Ägypten geht auf dem Weg des Frühlings der Freiheit in die dritte Phase. Die vorschnelle und durchaus verständliche Entscheidung für eine reformierte religiöse Ausrichtung zeigt hier wie erwartet die Unfähigkeit solcher Kräfte eine zukunftsorientierte Entwicklung zu bewerkstelligen und staattragende Einflussnahme zu realisieren. Das Ergebnis war absehbar und der Unwillen der Bevölkerung zu neuer Bevormundung lässt sich nicht länger unterdrücken. Millionen Ägypter fordern, dass Mursi sein Amt aufgibt. Als er 2012 nach der autokratischen Herrschaft von Mubarak gewählt wurde, war die Hoffnung des Volkes auf wirtschaftlichen Aufschwung, Pressefreiheit und Rechtsstaatlichkeit groß. Mursis Bilanz aber ist mehr als nur enttäuschend. Die Opposition zeigt sich zunehmend stärker und selbst überzeugte ehemalige Anhänger wenden sich dieser Tage zu Tausenden vom Präsidenten ab.

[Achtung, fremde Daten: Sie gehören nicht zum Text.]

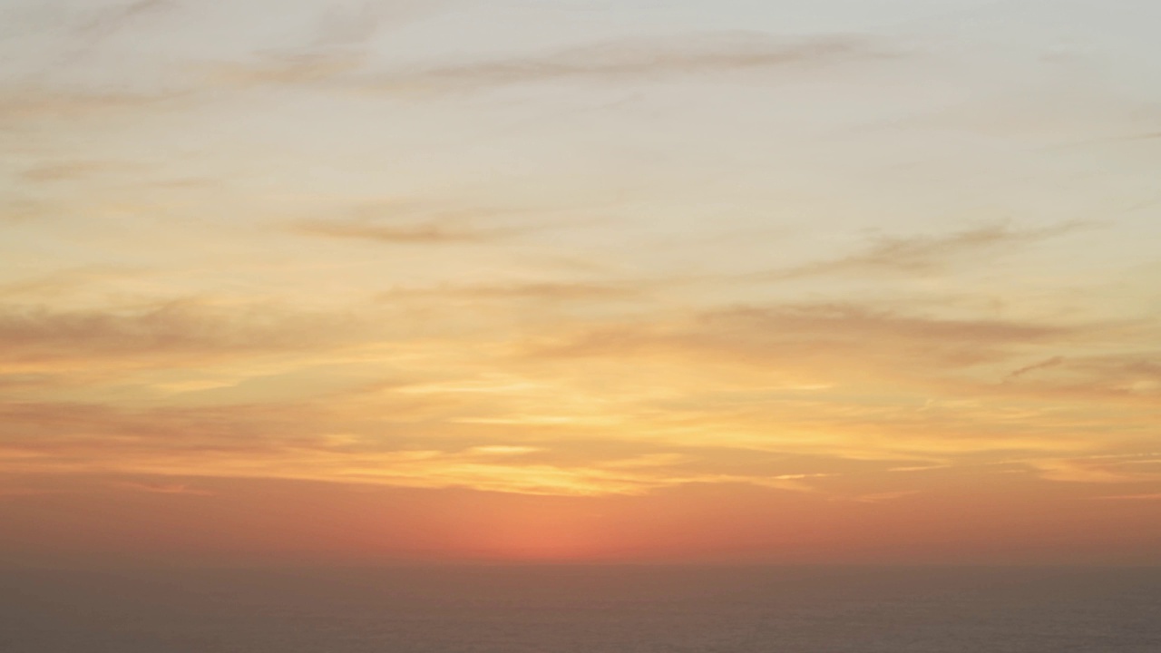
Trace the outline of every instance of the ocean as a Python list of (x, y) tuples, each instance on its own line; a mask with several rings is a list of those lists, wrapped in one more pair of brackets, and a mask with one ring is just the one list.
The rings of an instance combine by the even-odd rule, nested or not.
[(1161, 569), (0, 572), (5, 653), (1159, 653)]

Wieder einmal liegt alle Hoffnung auf dem Militär – den westlichen, ideologisch verirrten Kräften ist dies natürlich ein Aufleben alter Strukturen – den informierten und sachkundigen Kreisen zeigt sich hier jedoch eine Möglichkeit Tatsachen auf den Weg zu bringen welche von historische Bedeutung für das ägyptische Volk werden könnten.
Ägyptens erster frei gewählter islamistischer Präsident gerät immer mehr in die Isolation. Während ihm etliche Minister die Gefolgschaft aufkündigen und die Opposition zu weiteren Massenprotesten aufrief, läuft die vom Militär gesetzte Frist für eine Einigung ab. Mohammed Mursi sollte endlich eine weitsichtige Entscheidung im Sinne des Volkes treffen.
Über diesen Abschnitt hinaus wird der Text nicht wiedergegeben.